Number of distinct real roots The equation $x^6 − 5x^4 + 16x^2 − 72x+ 9 = 0$ has
(A) exactly two distinct real roots
(B) exactly three distinct real roots
(C) exactly four distinct real roots
(D) six distinct real roots.
$f(0)>0$ and $f(1)<0$ and $f(3)>0$, so there should be an odd no of roots between 0 and 1 and 1 and 3 but exactly how many?
 A: The second derivative of $f(x)=x^6 − 5x^4 + 16x^2 − 72x+ 9 = 0$ is
$$f''(x)=30x^4-60x^2+32,$$
which is quadratic in $x^2$ having negative discriminant $-240$ and so is never zero.
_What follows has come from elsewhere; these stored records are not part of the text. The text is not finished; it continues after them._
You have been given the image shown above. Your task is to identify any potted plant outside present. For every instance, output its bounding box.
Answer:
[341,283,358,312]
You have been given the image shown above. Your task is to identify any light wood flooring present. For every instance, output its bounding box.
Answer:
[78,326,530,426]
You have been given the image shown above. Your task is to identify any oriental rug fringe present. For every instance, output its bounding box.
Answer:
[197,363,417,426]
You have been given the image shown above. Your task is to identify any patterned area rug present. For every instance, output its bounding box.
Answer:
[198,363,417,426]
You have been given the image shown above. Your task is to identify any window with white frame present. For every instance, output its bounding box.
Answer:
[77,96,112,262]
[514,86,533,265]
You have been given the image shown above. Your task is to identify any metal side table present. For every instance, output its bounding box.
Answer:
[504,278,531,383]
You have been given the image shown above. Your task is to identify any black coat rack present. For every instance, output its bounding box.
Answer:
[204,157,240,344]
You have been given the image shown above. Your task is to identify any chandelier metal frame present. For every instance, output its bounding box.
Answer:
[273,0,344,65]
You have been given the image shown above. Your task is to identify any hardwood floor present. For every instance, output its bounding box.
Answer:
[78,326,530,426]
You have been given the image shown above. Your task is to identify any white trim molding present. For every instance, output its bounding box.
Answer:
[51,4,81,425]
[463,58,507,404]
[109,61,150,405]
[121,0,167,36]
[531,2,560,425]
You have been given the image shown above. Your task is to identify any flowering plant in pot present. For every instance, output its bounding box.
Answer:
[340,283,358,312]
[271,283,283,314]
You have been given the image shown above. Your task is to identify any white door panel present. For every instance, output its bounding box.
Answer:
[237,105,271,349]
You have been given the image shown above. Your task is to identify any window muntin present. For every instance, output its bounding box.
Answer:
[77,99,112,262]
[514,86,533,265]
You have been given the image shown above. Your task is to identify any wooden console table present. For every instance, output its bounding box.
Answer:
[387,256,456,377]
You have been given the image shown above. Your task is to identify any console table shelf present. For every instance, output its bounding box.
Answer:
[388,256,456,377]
Since it's positive at $x=0$ we have $f''(x)>0$ for all real $x$, i.e. $f(x)$ is concave up on $\mathbb{R}$. This means $f(x)$ can have at most two real zeros, and you have already shown at least two.
A: I haven’t tried it, but if you derive your equation twice, you can substitute $z = x^2$, solve for $z$ and get the inflection points of your equation from which you should be able to derive the number of zeros in the original equation.
Let’s see:
$$\frac{d^2}{dx^2}x^6−5x^4+16x^2−72x+9 = 30 x^4 - 60 x^2 + 32$$
Substituting $z = x^2$ and dividing by $2$, for the discriminant of $15z^2 - 30 z + 16$ you get:
$900 - 4·15·16 = 900·(1 - \frac{32}{30}) < 0$, so you have no inflection points.
What does this tell us? Essentially that $x^6−5x^4+16x^2−72x+9 - y$ can only have two roots for if it had more than two, then it would have more than one extreme point and then it would have at least one inflection point by Rolle’s theorem.